I find this treatment of Rep. Tlaib to be pretty offensive and hypocritical considering how many election deniers and fake-news-spreaders there are in Congress. For background, I recommend this Jewish Currents article from 2021, “What Does ‘From the River to the Sea’ Really Mean?” Palestinian-American historian Yousef Munayyer explains:

“From the river to the sea” is a rejoinder to the fragmentation of Palestinian land and people by Israeli occupation and discrimination. Palestinians have been divided in a myriad of ways by Israeli policy. There are Palestinian refugees denied repatriation because of discriminatory Israeli laws. There are Palestinians denied equal rights living within Israel’s internationally recognized territory as second-class citizens. There are Palestinians living with no citizenship rights under Israeli military occupation in the West Bank. There are Palestinians in legal limbo in occupied Jerusalem and facing expulsion. There are Palestinians in Gaza living under an Israeli siege. All of them suffer from a range of policies in a singular system of discrimination and apartheid—a system that can only be challenged by their unified opposition. All of them have a right to live freely in the land from the river to the sea.
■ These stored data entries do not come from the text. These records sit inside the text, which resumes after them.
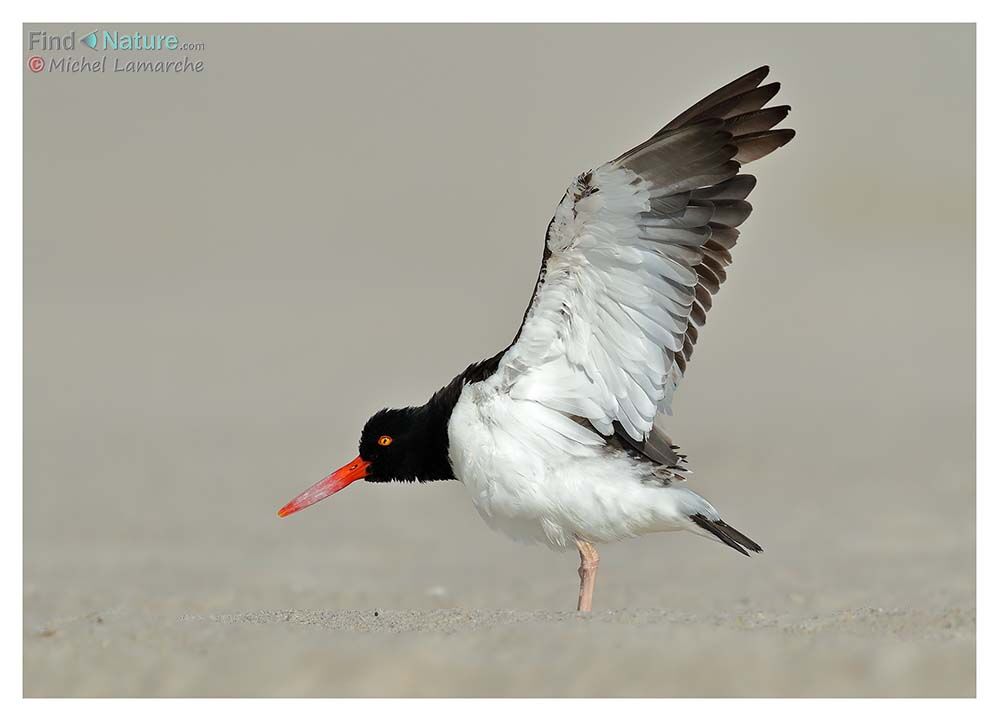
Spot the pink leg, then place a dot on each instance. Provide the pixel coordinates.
(589, 559)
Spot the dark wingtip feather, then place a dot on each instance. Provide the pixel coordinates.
(726, 534)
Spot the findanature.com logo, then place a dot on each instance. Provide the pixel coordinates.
(111, 41)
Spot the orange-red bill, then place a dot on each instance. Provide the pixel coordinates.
(336, 481)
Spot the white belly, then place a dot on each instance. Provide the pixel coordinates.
(533, 482)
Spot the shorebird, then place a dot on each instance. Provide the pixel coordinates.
(559, 437)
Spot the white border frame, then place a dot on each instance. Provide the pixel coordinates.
(11, 313)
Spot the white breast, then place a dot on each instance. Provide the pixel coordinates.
(536, 476)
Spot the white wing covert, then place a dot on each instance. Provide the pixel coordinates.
(633, 255)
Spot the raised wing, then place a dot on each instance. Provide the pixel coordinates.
(633, 256)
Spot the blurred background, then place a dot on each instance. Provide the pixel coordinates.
(227, 272)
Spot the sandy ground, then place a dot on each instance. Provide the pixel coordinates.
(389, 591)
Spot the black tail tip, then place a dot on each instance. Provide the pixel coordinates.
(731, 537)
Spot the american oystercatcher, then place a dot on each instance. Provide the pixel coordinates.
(558, 437)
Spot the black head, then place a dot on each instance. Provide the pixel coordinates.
(405, 444)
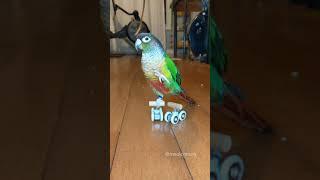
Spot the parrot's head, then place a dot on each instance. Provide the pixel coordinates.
(148, 43)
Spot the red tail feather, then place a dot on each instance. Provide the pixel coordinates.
(186, 98)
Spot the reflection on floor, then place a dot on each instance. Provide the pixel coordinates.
(274, 59)
(138, 146)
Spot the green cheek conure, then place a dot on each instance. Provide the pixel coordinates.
(225, 97)
(159, 69)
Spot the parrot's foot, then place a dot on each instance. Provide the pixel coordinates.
(178, 114)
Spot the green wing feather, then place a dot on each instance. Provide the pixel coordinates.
(172, 74)
(218, 62)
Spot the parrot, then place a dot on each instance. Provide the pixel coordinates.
(159, 69)
(226, 97)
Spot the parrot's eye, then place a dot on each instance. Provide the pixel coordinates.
(146, 39)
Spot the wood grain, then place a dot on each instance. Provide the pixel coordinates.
(142, 145)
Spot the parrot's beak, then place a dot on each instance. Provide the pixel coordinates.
(138, 45)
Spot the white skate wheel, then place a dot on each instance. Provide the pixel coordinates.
(232, 167)
(152, 114)
(167, 116)
(182, 115)
(174, 119)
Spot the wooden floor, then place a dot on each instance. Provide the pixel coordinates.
(138, 146)
(267, 40)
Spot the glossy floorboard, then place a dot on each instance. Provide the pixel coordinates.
(138, 146)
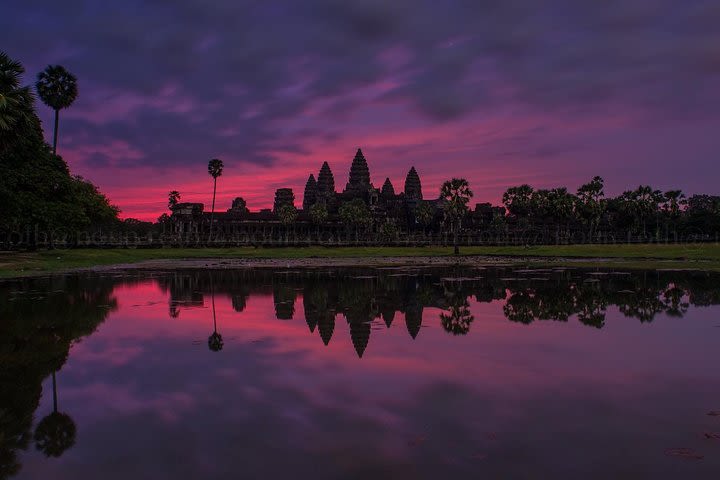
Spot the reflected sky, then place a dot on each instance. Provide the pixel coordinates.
(551, 374)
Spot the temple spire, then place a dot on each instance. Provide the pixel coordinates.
(388, 190)
(325, 183)
(359, 173)
(310, 195)
(413, 188)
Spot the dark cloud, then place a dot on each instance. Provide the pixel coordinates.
(252, 67)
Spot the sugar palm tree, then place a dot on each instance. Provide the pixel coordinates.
(16, 102)
(56, 432)
(57, 89)
(215, 341)
(215, 167)
(173, 199)
(457, 194)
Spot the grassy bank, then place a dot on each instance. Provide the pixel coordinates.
(704, 256)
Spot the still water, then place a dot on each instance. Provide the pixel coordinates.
(361, 373)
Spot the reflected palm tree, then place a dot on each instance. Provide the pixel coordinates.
(215, 341)
(56, 432)
(457, 319)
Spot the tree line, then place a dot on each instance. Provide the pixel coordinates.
(38, 193)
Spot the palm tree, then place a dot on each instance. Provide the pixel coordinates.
(215, 167)
(57, 89)
(457, 194)
(16, 102)
(56, 432)
(215, 341)
(457, 319)
(424, 214)
(173, 199)
(318, 215)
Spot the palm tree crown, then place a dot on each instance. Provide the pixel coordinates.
(215, 167)
(57, 87)
(15, 101)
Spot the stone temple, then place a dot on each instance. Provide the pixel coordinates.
(386, 204)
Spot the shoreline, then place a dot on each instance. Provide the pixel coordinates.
(228, 262)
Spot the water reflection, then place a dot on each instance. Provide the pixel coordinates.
(41, 319)
(363, 295)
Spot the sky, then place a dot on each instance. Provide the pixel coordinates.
(501, 92)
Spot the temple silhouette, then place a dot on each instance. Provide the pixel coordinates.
(384, 204)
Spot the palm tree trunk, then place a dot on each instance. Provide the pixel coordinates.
(57, 115)
(456, 248)
(212, 210)
(54, 394)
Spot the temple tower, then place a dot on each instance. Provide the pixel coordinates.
(388, 191)
(283, 196)
(310, 195)
(359, 181)
(325, 184)
(413, 188)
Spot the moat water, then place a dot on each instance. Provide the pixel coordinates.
(361, 373)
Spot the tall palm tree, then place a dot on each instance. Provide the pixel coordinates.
(457, 194)
(56, 432)
(57, 89)
(173, 199)
(215, 341)
(215, 167)
(15, 102)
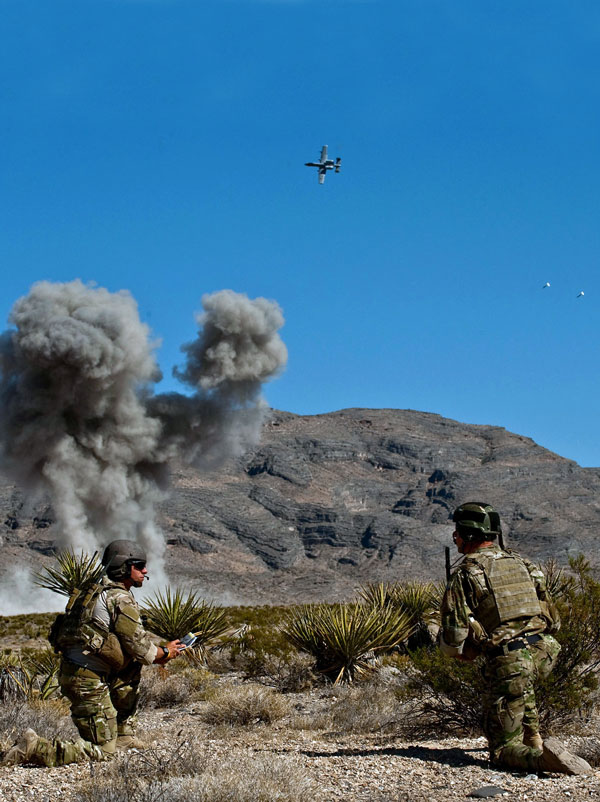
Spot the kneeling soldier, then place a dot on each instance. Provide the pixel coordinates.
(103, 646)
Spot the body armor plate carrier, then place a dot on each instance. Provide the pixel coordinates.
(512, 594)
(76, 627)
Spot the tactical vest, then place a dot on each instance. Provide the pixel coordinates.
(76, 626)
(511, 591)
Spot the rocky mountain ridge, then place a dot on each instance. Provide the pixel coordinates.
(328, 502)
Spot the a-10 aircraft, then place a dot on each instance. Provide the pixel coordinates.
(325, 164)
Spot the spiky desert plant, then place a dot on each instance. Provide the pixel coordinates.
(558, 583)
(42, 668)
(344, 638)
(29, 676)
(74, 572)
(419, 600)
(173, 614)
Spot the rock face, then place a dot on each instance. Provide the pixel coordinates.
(329, 502)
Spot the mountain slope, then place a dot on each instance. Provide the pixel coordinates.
(327, 502)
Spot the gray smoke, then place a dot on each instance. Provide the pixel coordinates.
(237, 349)
(79, 421)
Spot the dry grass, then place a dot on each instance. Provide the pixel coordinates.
(187, 775)
(244, 705)
(160, 688)
(370, 707)
(49, 719)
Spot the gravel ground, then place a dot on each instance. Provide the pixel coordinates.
(351, 767)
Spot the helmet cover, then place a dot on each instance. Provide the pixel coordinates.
(476, 520)
(118, 556)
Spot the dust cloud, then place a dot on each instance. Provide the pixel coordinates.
(80, 423)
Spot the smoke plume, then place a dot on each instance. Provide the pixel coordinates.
(79, 420)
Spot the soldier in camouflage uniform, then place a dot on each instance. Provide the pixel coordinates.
(101, 664)
(496, 604)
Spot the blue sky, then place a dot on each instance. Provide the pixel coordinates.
(160, 147)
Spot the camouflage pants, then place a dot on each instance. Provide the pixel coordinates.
(509, 706)
(101, 708)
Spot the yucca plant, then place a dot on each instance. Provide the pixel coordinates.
(345, 638)
(74, 572)
(558, 583)
(419, 600)
(42, 667)
(173, 614)
(29, 676)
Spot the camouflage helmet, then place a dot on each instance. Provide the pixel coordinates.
(118, 556)
(476, 520)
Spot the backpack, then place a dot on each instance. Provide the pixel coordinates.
(76, 627)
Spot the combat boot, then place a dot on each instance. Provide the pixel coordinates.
(556, 757)
(24, 750)
(533, 740)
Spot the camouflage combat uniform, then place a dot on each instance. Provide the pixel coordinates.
(496, 603)
(103, 699)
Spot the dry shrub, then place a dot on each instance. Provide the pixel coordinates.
(588, 748)
(290, 674)
(245, 704)
(49, 718)
(188, 776)
(142, 776)
(259, 778)
(371, 707)
(160, 688)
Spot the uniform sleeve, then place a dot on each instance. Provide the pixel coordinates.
(128, 627)
(549, 609)
(455, 617)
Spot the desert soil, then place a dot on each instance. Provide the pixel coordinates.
(378, 768)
But it is precisely because Zionist settler colonialism has benefitted from and pursued Palestinian fragmentation that it seeks to mischaracterize and destroy inclusive and unifying rhetorical frameworks. For example, journalist Marc Lamont Hill was attacked and ultimately removed from his position at CNN for calling for Palestinian freedom “from the river to the sea.” After all, it is far easier to dominate a divided people fighting different battles on different fronts than it is to dominate one people united in a single battle for the same universal rights.

Since Zionists struggle to make a persuasive argument against freedom, justice, and equality for all people throughout the land, they seek instead to attack the message and messenger. When Palestinians proclaim “from the river to the sea, Palestine will be free,” many Zionists argue that this is a Palestinian call for genocide. But as historian Maha Nassar has noted, there has never been an “official Palestinian position calling for the forced removal of Jews from Palestine.”

What Munayyer is getting at, I believe, is the misconception that everything is fine and democratic in Israel outside the “occupied territories” of Gaza and the West Bank. This is what I and many American Jews were taught about Zionism. In this context, “from the river to the sea” means that the second-class citizenship of Palestinians exists everywhere and shouldn’t be acceptable anywhere.

Being a trauma survivor makes you paranoid. Because you’ve had so little power globally, you don’t recognize when you do have power locally, and therefore you don’t use it in a responsible way. My people need some collective therapy so we don’t keep punching down.